Posted Sep 16, 2023 - 23:30 UTC
Monitoring
Our upstream vendor has confirmed again that the outage is still ongoing within this region.

All customers impacted by this event have now been failed over into the DR region and are back online.

We will now move into a monitoring state until the underlying outage has been closed out.

- Updates within the as warranted by change of events
Posted Sep 16, 2023 - 16:58 UTC
Update
The service wide outage is still ongoing within this region.

StarRez Engineers are actively in the process of executing our Disaster Recovery plan for all impacted customers.

Over 50% of impacted customers are now back online.

- Updates within the as warranted by change of events

Apologies for the inconvenience
StarRez
Posted Sep 16, 2023 - 15:58 UTC
Update
The service wide outage is still ongoing within this region.

StarRez Engineers are actively in the process of executing our Disaster Recovery plan for all impacted customers.

Customers are starting to come online as this process completes.

- Updates within the next hour or as warranted.

Apologies for the inconvenience
StarRez
Posted Sep 16, 2023 - 14:35 UTC
Identified
The issue has been identified to be a service wide outage in this region.

StarRez Engineers are actively in the process of initiating our Disaster Recovery plan for all impacted customers.

- Updates within the next hour or as warranted.

Apologies for the inconvenience
StarRez
Posted Sep 16, 2023 - 13:40 UTC
Update
StarRez engineers are still working on our upstream vendor to identify the source of the outage.

StarRez Engineers are actively in the process of initiating our Disaster Recovery plan for all impacted customers.

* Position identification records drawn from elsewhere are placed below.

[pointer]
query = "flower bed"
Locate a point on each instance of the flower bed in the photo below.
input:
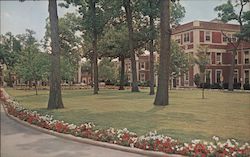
(151, 141)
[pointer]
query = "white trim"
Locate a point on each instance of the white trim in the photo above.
(205, 35)
(237, 75)
(220, 62)
(244, 74)
(210, 70)
(244, 56)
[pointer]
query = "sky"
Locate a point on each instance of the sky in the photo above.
(17, 16)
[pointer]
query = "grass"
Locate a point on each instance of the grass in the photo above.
(188, 117)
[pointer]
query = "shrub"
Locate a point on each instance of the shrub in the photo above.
(246, 86)
(216, 86)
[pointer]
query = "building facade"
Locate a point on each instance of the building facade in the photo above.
(192, 35)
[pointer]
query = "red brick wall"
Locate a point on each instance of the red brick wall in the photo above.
(216, 37)
(181, 39)
(191, 36)
(226, 58)
(240, 57)
(213, 57)
(201, 36)
(190, 46)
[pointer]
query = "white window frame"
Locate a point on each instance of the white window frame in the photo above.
(210, 57)
(144, 64)
(187, 34)
(216, 61)
(248, 56)
(210, 36)
(236, 58)
(236, 70)
(210, 75)
(142, 80)
(178, 38)
(216, 75)
(245, 75)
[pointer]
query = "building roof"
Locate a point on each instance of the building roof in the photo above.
(243, 45)
(212, 25)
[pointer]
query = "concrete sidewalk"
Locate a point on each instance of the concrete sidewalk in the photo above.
(20, 141)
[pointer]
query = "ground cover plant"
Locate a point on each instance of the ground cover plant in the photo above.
(188, 117)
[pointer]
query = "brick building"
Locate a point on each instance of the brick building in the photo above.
(199, 33)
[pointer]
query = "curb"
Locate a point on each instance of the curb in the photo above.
(91, 142)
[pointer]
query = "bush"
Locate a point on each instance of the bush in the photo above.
(216, 86)
(246, 86)
(206, 85)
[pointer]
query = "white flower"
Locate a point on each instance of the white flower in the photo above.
(216, 138)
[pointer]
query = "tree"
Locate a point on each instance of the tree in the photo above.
(10, 52)
(115, 44)
(162, 97)
(70, 45)
(55, 96)
(228, 12)
(95, 15)
(129, 17)
(202, 61)
(107, 70)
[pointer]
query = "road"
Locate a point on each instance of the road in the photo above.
(21, 141)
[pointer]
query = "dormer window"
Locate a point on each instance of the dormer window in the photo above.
(208, 36)
(186, 37)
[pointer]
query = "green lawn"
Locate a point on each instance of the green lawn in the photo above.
(188, 117)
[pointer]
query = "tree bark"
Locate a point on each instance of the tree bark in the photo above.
(10, 83)
(122, 59)
(162, 97)
(131, 45)
(36, 87)
(231, 71)
(55, 97)
(151, 55)
(94, 44)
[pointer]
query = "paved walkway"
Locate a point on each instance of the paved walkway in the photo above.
(20, 141)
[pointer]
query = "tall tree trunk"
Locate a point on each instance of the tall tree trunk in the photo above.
(131, 44)
(36, 87)
(92, 71)
(94, 45)
(151, 56)
(231, 70)
(122, 59)
(55, 96)
(162, 97)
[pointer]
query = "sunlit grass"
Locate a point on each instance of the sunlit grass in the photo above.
(224, 114)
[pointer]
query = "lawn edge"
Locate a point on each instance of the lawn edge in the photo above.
(90, 141)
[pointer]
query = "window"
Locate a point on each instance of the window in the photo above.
(224, 38)
(208, 36)
(218, 58)
(142, 65)
(236, 58)
(246, 73)
(129, 78)
(186, 37)
(246, 56)
(208, 76)
(142, 77)
(208, 57)
(178, 39)
(186, 76)
(218, 76)
(235, 76)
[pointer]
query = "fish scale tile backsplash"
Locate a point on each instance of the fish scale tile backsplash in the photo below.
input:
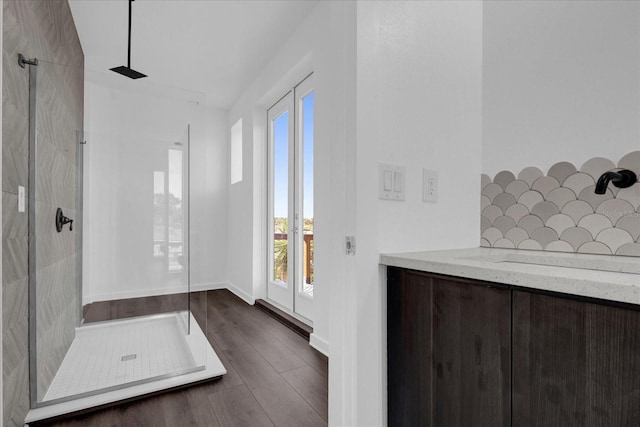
(560, 211)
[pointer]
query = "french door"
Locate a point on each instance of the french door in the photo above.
(290, 231)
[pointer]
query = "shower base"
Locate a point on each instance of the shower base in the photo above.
(122, 359)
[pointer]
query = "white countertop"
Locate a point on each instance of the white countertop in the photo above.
(608, 277)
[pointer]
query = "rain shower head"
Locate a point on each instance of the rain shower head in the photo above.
(128, 71)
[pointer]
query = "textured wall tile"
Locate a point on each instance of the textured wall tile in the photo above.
(577, 210)
(484, 202)
(630, 249)
(588, 195)
(492, 234)
(517, 235)
(530, 199)
(504, 201)
(529, 175)
(504, 224)
(595, 223)
(492, 212)
(504, 178)
(530, 245)
(517, 188)
(631, 195)
(576, 237)
(596, 167)
(578, 182)
(614, 238)
(517, 211)
(492, 190)
(545, 184)
(560, 222)
(595, 248)
(43, 29)
(544, 236)
(559, 246)
(561, 171)
(630, 224)
(504, 243)
(560, 211)
(561, 196)
(530, 223)
(630, 161)
(545, 210)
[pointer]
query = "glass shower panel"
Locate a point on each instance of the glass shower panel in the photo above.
(55, 94)
(127, 321)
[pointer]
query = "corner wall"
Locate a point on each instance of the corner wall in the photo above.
(45, 30)
(419, 88)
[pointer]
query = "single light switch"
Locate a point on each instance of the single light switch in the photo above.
(391, 182)
(398, 178)
(429, 186)
(21, 198)
(388, 179)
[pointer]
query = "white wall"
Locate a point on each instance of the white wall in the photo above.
(1, 330)
(129, 128)
(419, 88)
(560, 82)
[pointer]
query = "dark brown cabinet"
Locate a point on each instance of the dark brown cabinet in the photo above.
(448, 351)
(468, 353)
(575, 363)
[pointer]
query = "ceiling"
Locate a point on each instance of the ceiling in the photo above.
(217, 47)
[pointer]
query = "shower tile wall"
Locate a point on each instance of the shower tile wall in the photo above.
(559, 210)
(43, 29)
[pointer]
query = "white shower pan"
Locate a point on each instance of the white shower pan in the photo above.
(123, 359)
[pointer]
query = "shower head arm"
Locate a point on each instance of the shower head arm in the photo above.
(129, 37)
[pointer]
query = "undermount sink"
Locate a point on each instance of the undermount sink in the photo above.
(561, 260)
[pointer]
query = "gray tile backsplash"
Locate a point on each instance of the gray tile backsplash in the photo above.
(560, 211)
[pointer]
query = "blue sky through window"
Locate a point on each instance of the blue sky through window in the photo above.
(281, 159)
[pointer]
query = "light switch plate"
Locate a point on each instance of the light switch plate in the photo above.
(391, 182)
(429, 186)
(21, 196)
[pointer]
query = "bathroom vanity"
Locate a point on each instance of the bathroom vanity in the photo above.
(491, 337)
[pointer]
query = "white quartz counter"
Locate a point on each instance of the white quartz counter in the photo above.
(613, 278)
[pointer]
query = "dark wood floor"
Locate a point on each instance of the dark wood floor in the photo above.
(273, 376)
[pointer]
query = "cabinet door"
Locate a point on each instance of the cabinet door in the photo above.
(574, 363)
(409, 348)
(471, 340)
(448, 352)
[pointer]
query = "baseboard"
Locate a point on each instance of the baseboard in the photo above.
(209, 286)
(285, 318)
(152, 292)
(241, 294)
(319, 344)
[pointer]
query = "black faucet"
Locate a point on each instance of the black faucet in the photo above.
(621, 178)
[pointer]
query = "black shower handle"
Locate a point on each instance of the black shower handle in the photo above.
(61, 220)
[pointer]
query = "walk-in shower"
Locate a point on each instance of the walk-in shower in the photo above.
(110, 307)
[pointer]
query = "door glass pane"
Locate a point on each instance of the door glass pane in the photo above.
(280, 197)
(307, 192)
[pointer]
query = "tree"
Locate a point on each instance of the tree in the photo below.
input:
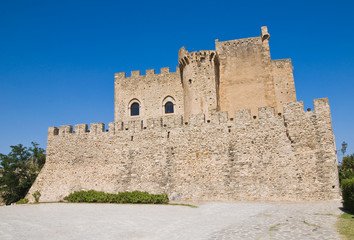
(346, 168)
(20, 168)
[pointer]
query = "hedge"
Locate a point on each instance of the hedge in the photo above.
(93, 196)
(348, 194)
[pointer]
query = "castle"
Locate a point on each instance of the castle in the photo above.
(224, 126)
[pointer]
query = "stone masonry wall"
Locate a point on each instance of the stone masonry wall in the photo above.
(279, 158)
(150, 90)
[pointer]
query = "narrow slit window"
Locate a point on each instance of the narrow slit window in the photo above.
(169, 107)
(134, 109)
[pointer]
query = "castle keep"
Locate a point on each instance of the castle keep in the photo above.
(224, 126)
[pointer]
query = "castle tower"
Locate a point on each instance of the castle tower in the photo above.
(200, 81)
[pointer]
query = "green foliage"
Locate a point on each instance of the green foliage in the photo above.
(92, 196)
(20, 168)
(36, 196)
(348, 194)
(345, 226)
(346, 168)
(22, 201)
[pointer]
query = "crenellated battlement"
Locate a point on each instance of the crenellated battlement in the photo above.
(241, 118)
(150, 73)
(178, 133)
(185, 57)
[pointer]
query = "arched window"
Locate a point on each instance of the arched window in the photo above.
(169, 107)
(134, 109)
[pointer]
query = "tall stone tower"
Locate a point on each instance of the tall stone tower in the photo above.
(200, 81)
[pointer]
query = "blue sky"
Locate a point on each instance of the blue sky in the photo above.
(58, 58)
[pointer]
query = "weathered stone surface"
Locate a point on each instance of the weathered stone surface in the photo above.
(236, 133)
(290, 157)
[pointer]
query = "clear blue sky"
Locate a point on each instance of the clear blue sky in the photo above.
(58, 58)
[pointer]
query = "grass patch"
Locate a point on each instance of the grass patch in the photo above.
(345, 226)
(136, 197)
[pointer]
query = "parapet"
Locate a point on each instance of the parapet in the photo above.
(148, 73)
(293, 114)
(185, 57)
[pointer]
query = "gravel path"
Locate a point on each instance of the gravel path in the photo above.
(209, 221)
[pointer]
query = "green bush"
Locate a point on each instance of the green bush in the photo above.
(92, 196)
(36, 196)
(348, 194)
(22, 201)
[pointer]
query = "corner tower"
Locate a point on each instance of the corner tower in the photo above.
(200, 81)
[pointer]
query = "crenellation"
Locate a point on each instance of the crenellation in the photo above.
(172, 121)
(165, 70)
(65, 129)
(225, 126)
(53, 131)
(243, 117)
(135, 74)
(196, 119)
(266, 113)
(81, 129)
(97, 128)
(154, 123)
(120, 75)
(150, 72)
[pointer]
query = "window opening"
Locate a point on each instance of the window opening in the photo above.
(169, 107)
(134, 109)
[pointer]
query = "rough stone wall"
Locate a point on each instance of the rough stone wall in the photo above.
(1, 200)
(284, 82)
(281, 158)
(200, 78)
(248, 78)
(150, 91)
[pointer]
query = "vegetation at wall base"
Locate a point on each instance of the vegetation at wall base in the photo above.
(346, 168)
(348, 194)
(93, 196)
(20, 168)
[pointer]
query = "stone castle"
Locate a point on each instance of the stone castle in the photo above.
(225, 126)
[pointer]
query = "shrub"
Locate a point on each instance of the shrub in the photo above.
(348, 194)
(22, 201)
(92, 196)
(36, 196)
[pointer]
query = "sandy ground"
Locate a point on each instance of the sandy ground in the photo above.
(216, 220)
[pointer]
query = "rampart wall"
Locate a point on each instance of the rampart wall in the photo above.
(281, 158)
(149, 90)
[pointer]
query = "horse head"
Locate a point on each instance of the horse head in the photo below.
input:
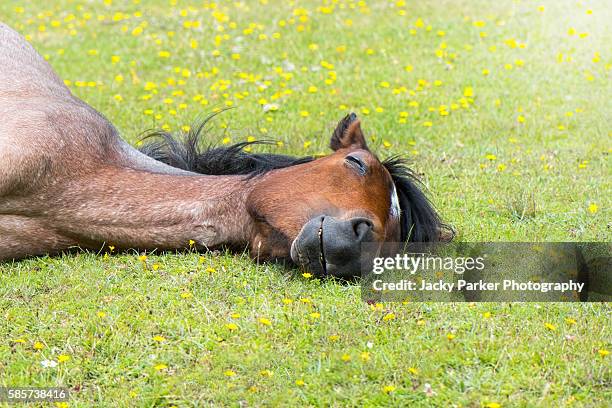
(318, 211)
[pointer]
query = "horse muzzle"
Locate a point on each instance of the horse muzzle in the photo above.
(329, 246)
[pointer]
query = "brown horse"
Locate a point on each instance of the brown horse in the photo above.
(68, 180)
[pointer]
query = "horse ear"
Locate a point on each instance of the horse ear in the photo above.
(348, 134)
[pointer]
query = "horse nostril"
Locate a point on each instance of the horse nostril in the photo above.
(361, 226)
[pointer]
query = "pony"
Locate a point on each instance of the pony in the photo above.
(67, 179)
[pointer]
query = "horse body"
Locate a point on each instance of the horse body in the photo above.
(67, 179)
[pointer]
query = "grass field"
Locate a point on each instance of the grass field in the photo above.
(503, 107)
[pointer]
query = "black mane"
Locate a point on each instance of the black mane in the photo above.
(419, 220)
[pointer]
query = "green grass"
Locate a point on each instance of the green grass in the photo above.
(523, 155)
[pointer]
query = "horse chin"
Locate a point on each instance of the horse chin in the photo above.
(307, 248)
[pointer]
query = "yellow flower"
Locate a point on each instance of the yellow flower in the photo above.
(389, 316)
(388, 389)
(264, 321)
(62, 358)
(265, 373)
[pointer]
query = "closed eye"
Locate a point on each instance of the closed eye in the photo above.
(357, 164)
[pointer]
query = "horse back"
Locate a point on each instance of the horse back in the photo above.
(23, 72)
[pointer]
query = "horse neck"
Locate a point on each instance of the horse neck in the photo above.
(131, 208)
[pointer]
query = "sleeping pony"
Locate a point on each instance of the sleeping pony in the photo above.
(68, 180)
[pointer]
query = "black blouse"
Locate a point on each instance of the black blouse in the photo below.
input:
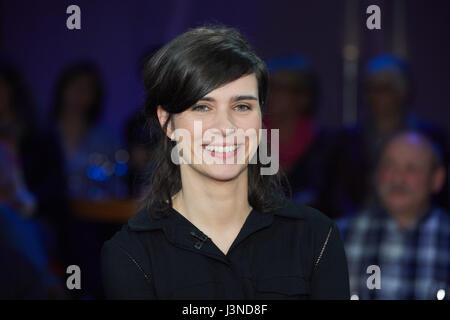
(294, 252)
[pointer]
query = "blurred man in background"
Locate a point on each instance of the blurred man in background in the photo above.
(305, 146)
(403, 232)
(387, 96)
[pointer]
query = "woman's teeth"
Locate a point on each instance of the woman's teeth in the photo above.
(221, 148)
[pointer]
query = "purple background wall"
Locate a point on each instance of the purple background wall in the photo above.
(116, 33)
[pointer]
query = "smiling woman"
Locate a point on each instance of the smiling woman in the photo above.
(211, 230)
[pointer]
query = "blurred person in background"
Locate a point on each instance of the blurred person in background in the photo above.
(95, 164)
(305, 147)
(403, 231)
(25, 271)
(37, 186)
(388, 93)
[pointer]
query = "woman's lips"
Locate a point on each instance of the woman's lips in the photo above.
(222, 151)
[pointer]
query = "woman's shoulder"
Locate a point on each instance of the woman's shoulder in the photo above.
(304, 214)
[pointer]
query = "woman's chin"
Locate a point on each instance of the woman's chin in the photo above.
(223, 172)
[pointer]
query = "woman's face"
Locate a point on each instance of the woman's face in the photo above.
(223, 128)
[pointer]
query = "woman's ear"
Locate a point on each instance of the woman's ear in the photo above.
(163, 116)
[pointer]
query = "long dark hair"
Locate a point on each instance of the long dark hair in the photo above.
(176, 77)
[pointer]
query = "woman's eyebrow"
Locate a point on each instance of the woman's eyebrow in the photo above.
(233, 99)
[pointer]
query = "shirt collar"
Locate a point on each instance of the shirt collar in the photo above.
(142, 221)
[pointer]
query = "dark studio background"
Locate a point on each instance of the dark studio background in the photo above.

- Updates within the next hour or as warranted.

Apologies for the inconvenience
StarRez
Posted Sep 16, 2023 - 13:25 UTC
Update
StarRez engineers are still waiting on our upstream vendor to identify the source of the outage.

StarRez Engineers are also now in the process of initiating our Disaster Recovery plan for all impacted customers.

- Updates within the next hour or as warranted.

Apologies for the inconvenience
StarRez
Posted Sep 16, 2023 - 12:27 UTC
Update
StarRez engineers continue to work with our upstream vendor to identify the source of the outage. Confirming only a subset of customers within this region are currently impacted.

- Updates within the next hour or as warranted.

Apologies for the inconvenience
StarRez
Posted Sep 16, 2023 - 11:42 UTC
Update
We are continuing to investigate the issue with our hosting provider where some customer databases in the US East region have gone offline.
Posted Sep 16, 2023 - 09:45 UTC
Investigating
We are currently investigating an issue with our hosting provider where some customer databases in the US East region have gone offline.
More details to follow...
Posted Sep 16, 2023 - 08:30 UTC
This incident affected: StarRez Regions (East US).